Echoing Scholz’s speech, Lambrecht said Germany must meet the Nato target of spending 2 per cent of gross domestic product on defence “over the long term”, not just for the next couple of years.
“We must avoid a situation where, in a few years, we cannot afford to maintain the equipment we are purchasing now,” she said. Lambrecht also reiterated plans for Germany to set up three combat-ready army divisions by the early 2030s, “fully equipped, each with three brigades, plus additional troops”.
Lambrecht also called for strict rules on military exports to be relaxed to allow it to take part in European defence projects. “What partner is going to co-invest with us in projects when he or she will always worry that we’ll prevent the export [of the weapons]?”
But some sceptical voices at the DGAP event said the strategic shift was not as profound as ministers had suggested, in particular echoing accusations from some allies that Berlin’s support for Kyiv was less than wholehearted.
Claudia Major, a military analyst at the German Institute for International and Security Affairs, said many in central and eastern Europe felt the aid provided by Berlin to Ukraine was “too slow, hesitant and small-scale”. There was a feeling, she said, that “we have squandered their trust”.

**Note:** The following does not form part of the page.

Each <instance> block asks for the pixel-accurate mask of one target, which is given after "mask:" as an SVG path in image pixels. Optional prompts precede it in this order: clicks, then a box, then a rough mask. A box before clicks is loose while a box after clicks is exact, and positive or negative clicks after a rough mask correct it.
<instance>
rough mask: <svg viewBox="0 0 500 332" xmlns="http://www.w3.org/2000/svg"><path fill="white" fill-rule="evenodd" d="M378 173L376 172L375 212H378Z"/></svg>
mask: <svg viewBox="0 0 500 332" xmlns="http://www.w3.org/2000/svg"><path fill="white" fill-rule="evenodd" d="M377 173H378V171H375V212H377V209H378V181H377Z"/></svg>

Lambrecht dismissed the charge while reiterating that Berlin had no intention of acceding to a request from Kyiv for battle tanks. “No country has delivered western-built infantry fighting vehicles or main battle tanks so far,” she said.
Lambrecht said the US would remain Europe’s main protector but the rise in tensions between Washington and Beijing over Taiwan meant that “we are called on to do more than before for Europe”, adding: “Germany is prepared to make a decisive contribution to fair burden-sharing.”
She was speaking less than two weeks after Scholz’s cabinet formally announced the start of work on a national security strategy, the first in Germany’s history, which will redefine its foreign and defence policy.
She said the west must “draw the necessary conclusions” from Ukraine’s war with Russia — that “we ourselves need strong, combat-ready troops so we can defend ourselves and our alliance if we have to”.
Lambrecht acknowledged that Germany’s Nazi-era crimes and the “war of destruction” waged by its army in Europe between 1939 and 1945 had turned “scepticism about the military into a kind of virtue”.
But she said Germany could only guarantee peace and freedom for its people if it abandoned its “old self-image” and defined security as “the central task of this country”.
She said Germans had got used to seeing the Bundeswehr as a kind of disaster relief agency that helped with pandemics, floods and forest fires and took part in missions to places such as Afghanistan and Mali. “But those times are over,” she said.
“The Bundeswehr is not just an item in the budget — in conceptual terms, it’s a primary institution for our security.”